New Ksplice updates for Oracle Enhanced RHCK 7 (ELSA-2018-2384)

Synopsis: ELSA-2018-2384 can now be patched using Ksplice
CVEs: CVE-2017-13215 CVE-2018-10675 CVE-2018-14634 CVE-2018-3620 CVE-2018-3646 CVE-2018-5390 CVE-2018-7566

Users with Oracle Linux Premier Support can now use Ksplice to patch
against the latest Oracle Linux Security Advisory, ELSA-2018-2384.

INSTALLING THE UPDATES

We recommend that all users of Ksplice Uptrack running Oracle Enhanced
RHCK 7 install these updates.

On systems that have "autoinstall = yes" in /etc/uptrack/uptrack.conf,
these updates will be installed automatically and you do not need to
take any action.

Alternatively, you can install these updates by running:

# /usr/sbin/uptrack-upgrade -y


DESCRIPTION


* CVE-2017-13215: Privilege escalation in skcipher.

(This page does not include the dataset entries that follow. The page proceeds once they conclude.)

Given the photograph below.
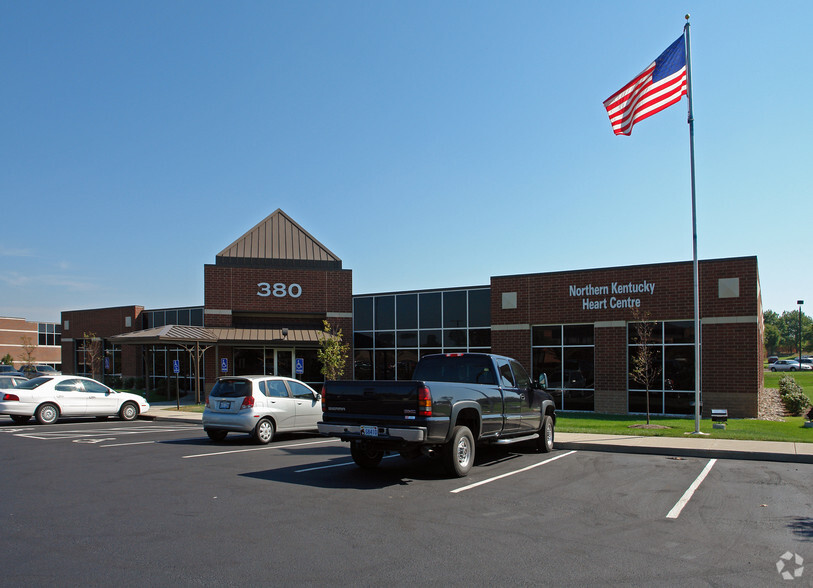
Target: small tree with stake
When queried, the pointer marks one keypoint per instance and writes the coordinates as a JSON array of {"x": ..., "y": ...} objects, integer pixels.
[
  {"x": 332, "y": 352},
  {"x": 643, "y": 366}
]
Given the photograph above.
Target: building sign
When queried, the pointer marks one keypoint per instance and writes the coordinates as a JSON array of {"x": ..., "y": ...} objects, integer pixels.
[{"x": 612, "y": 295}]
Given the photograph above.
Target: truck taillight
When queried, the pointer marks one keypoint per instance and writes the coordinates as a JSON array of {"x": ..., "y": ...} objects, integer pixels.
[{"x": 424, "y": 401}]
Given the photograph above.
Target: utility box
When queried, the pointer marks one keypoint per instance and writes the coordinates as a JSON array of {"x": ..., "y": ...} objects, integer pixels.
[{"x": 719, "y": 418}]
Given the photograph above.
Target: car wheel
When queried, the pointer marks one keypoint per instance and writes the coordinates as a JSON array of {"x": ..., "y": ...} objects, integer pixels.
[
  {"x": 365, "y": 456},
  {"x": 544, "y": 443},
  {"x": 264, "y": 431},
  {"x": 458, "y": 454},
  {"x": 47, "y": 414},
  {"x": 216, "y": 434},
  {"x": 128, "y": 412}
]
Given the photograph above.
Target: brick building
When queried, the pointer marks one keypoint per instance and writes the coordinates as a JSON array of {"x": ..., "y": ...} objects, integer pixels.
[{"x": 267, "y": 293}]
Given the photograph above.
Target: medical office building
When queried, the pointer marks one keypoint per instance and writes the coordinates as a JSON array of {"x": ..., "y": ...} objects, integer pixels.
[{"x": 267, "y": 293}]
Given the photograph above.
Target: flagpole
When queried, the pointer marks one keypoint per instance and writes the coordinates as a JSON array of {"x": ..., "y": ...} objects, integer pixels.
[{"x": 695, "y": 269}]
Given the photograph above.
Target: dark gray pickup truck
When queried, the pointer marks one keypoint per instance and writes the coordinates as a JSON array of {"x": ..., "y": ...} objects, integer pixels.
[{"x": 453, "y": 402}]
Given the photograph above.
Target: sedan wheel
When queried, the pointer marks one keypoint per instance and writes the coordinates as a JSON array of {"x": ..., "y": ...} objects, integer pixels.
[{"x": 47, "y": 414}]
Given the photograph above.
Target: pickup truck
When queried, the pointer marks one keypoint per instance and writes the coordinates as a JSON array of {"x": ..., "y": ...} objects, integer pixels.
[{"x": 454, "y": 402}]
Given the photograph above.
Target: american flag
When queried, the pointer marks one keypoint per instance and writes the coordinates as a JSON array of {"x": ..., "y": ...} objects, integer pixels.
[{"x": 660, "y": 85}]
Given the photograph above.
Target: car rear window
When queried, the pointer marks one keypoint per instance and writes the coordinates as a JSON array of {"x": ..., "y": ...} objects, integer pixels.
[{"x": 231, "y": 388}]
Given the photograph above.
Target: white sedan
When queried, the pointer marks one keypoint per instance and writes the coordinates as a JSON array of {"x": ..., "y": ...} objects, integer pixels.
[{"x": 49, "y": 397}]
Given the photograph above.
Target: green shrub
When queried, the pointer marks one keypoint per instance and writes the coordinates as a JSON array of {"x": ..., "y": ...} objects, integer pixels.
[{"x": 793, "y": 396}]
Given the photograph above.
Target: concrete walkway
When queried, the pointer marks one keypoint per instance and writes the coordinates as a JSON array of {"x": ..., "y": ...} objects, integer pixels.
[{"x": 688, "y": 446}]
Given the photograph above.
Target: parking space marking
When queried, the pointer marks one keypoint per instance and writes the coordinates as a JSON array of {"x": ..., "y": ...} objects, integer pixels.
[
  {"x": 519, "y": 471},
  {"x": 264, "y": 448},
  {"x": 684, "y": 500},
  {"x": 336, "y": 465}
]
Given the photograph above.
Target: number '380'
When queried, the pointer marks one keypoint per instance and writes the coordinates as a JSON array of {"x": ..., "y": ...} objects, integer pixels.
[{"x": 279, "y": 290}]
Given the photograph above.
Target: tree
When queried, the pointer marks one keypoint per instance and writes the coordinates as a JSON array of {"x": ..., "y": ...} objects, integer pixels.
[
  {"x": 643, "y": 366},
  {"x": 28, "y": 356},
  {"x": 93, "y": 353},
  {"x": 332, "y": 352}
]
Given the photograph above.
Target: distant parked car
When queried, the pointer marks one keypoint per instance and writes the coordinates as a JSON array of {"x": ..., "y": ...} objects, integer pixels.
[
  {"x": 40, "y": 369},
  {"x": 50, "y": 397},
  {"x": 260, "y": 406},
  {"x": 789, "y": 365}
]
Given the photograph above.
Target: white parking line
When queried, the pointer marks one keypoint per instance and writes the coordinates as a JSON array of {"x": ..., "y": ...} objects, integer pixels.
[
  {"x": 519, "y": 471},
  {"x": 264, "y": 448},
  {"x": 684, "y": 500}
]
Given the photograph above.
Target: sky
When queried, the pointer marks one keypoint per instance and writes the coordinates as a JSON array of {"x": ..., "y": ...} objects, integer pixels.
[{"x": 426, "y": 144}]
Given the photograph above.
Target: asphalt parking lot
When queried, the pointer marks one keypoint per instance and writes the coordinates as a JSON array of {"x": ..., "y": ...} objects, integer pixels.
[{"x": 96, "y": 503}]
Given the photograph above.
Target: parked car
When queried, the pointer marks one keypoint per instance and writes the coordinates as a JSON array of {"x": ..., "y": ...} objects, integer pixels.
[
  {"x": 260, "y": 406},
  {"x": 34, "y": 370},
  {"x": 9, "y": 370},
  {"x": 789, "y": 365},
  {"x": 50, "y": 397},
  {"x": 8, "y": 380}
]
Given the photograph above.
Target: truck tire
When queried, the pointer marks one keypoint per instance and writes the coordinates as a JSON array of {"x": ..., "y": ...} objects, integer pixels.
[
  {"x": 544, "y": 443},
  {"x": 365, "y": 456},
  {"x": 458, "y": 454}
]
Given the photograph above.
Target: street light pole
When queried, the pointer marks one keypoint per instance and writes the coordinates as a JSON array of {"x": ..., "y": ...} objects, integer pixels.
[{"x": 800, "y": 302}]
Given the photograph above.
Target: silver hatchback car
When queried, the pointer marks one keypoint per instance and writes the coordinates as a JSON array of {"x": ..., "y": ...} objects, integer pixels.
[{"x": 260, "y": 406}]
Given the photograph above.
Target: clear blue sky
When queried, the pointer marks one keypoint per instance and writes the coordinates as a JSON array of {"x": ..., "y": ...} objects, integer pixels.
[{"x": 427, "y": 144}]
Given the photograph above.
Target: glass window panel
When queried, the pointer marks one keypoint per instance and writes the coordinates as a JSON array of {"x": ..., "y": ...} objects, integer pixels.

Improper data synchronization when communicating with the kernel
skcipher subsystem might allow a malicious user to escalate privileges
with specially crafted input.


* CVE-2018-7566: Denial-of-service when initializing ALSA sequence pool.

A race condition when initializing ALSA sequence pool leads to
use-after-free and out-of-bound memory access. An attacker can exploit
this to cause denial-of-service.


* CVE-2018-10675: Use-after-free in get_mempolicy due to incorrect reference counting.

A reference count error in the get_mempolicy ioctl implementation can
result in a use-after-free. A local user could use this flaw to
escalate privileges.


* CVE-2018-5390: Denial-of-service when receiving misordered TCP packets.

A malicious remote user can send large numbers of out-of-order TCP
packets, causing the local server to waste time processing its local
data structures and resulting in an effective denial-of-service.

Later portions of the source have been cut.